What do we want for our children?

Not long ago, as I was browsing the Internet, I came upon a photo of a plaza, of which their are many in Spain. It wasn’t especially beautiful, and the photo wasn’t taken by a professional photographer. It seemed more like it was taken quickly, almost by accident.

The interesting thing about the photo was that it transcended the instant that was captured. There were a bunch of “prohibited” signs posted on a few of the lampposts. One above the other. The first one prohibited playing with balls, the second prohibited bicycles, and the third prohibited roller blades. I wondered why they didn’t just directly prohibit children. Maybe that way they wouldn’t have to keep adding more prohibited items to the list. This would be more comfortable and more economic, too.

The first one prohibited playing with balls, the second prohibited bicycles, and the third prohibited roller blades.

A short time after, I was the direct witness of another scene. Late afternoon. Father and mother taking a relaxed walk, pushing a calm child in a stroller. Suddenly, the child started to cry, the way children do (and the way we did when we were young, although we don’t remember it now). The parents’ strategy was clear – the father took his phone out of his pocket, and the child took it almost as if he expected it, and calmed down.

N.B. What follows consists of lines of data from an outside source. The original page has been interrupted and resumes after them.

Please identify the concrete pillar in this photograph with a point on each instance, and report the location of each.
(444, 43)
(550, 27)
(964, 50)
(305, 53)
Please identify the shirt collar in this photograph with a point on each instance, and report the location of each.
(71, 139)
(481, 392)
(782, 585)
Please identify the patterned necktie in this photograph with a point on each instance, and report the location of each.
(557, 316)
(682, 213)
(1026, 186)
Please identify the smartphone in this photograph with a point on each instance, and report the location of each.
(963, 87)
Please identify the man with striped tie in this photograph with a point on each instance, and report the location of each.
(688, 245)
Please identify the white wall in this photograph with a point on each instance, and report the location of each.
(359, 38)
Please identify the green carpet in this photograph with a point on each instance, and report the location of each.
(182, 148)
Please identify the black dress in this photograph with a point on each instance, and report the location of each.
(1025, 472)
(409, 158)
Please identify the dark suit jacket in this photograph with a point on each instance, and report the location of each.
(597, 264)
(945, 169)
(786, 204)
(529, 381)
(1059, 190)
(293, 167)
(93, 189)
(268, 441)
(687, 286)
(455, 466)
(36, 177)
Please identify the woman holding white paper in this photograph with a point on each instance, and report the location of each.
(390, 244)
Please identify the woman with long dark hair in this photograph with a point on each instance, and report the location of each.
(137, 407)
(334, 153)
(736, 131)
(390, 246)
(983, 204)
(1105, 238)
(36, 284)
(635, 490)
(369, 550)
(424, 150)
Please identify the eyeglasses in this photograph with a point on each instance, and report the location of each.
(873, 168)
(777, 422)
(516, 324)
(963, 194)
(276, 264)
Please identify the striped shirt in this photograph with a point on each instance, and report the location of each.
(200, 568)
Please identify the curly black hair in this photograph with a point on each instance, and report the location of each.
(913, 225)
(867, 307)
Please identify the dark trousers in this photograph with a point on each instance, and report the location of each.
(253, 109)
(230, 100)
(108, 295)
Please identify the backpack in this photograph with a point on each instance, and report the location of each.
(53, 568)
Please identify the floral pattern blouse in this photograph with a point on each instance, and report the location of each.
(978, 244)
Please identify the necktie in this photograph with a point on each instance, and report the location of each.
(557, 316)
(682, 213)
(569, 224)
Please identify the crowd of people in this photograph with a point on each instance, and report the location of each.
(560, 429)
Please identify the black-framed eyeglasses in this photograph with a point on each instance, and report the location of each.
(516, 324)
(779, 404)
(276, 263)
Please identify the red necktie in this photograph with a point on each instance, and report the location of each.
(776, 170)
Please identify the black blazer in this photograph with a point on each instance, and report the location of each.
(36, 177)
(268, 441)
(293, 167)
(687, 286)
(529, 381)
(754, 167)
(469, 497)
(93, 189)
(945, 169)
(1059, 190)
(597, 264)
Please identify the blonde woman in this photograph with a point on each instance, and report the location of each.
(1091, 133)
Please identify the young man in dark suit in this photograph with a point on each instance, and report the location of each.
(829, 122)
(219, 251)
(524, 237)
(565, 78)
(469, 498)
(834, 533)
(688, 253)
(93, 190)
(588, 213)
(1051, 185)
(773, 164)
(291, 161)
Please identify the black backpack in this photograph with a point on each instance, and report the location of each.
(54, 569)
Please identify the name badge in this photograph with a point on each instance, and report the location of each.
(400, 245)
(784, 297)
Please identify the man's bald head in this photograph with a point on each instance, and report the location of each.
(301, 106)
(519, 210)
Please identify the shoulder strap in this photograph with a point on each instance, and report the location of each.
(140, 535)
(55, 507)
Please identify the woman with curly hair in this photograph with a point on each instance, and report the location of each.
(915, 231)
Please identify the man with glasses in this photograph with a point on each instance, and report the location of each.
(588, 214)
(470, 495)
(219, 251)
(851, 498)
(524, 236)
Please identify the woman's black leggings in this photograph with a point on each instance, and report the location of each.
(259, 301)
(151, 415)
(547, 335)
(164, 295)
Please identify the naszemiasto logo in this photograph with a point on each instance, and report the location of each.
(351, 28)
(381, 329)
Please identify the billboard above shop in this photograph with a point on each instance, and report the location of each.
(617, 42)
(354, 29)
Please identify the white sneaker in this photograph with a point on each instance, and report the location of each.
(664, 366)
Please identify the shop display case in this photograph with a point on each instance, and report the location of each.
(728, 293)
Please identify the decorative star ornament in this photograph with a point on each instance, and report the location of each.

I thought to myself, “if he had made him put a bar of soap in the child’s mouth, or given him or what we used to call a “good smack,” the same thing would have happened.” The child would have gone from the upset to passive state and stopped disturbing the parents’ peace. The thing is, children can be adorable, but also really annoying and restless. They can test the patience of even the calmest adult.

boy and fox

What we want takes patience

Why did I bring up these two situations? Because it puts what we want right now in contrast with what we want for the future. We would like our children to be creative, but the instruction they receive in school rewards those who spit back out what the teacher tells them. We want our children to be healthy, but it gets on our nerves when they play in the puddles on a rainy day. We want our children to be curious, but we don’t make an effort to answer their questions. But for them to be the kind of children that we want, we need to put in effort.

It’s bad when children aren’t hatching some sort of plan in their free time. It’s bad when children don’t want to play with their parents and prefer to leave them in peace when they get home. It’s bad when children don’t look at the rain or snow with wonder and don’t want to play with it. Comfortable is bad. Making them eat soap, shouting at them, and hitting them is bad. It’s bad that we prohibit them from playing in plazas instead of using that space to teach them about respect and how to share with others. It’s bad that the neighbor who complains about everything can’t deal with the most minor annoyance.

Children need discipline and limits, but most of all, they need our patience and understanding. That’s why we’re the ones who think and they’re the ones who play, or at least, should play.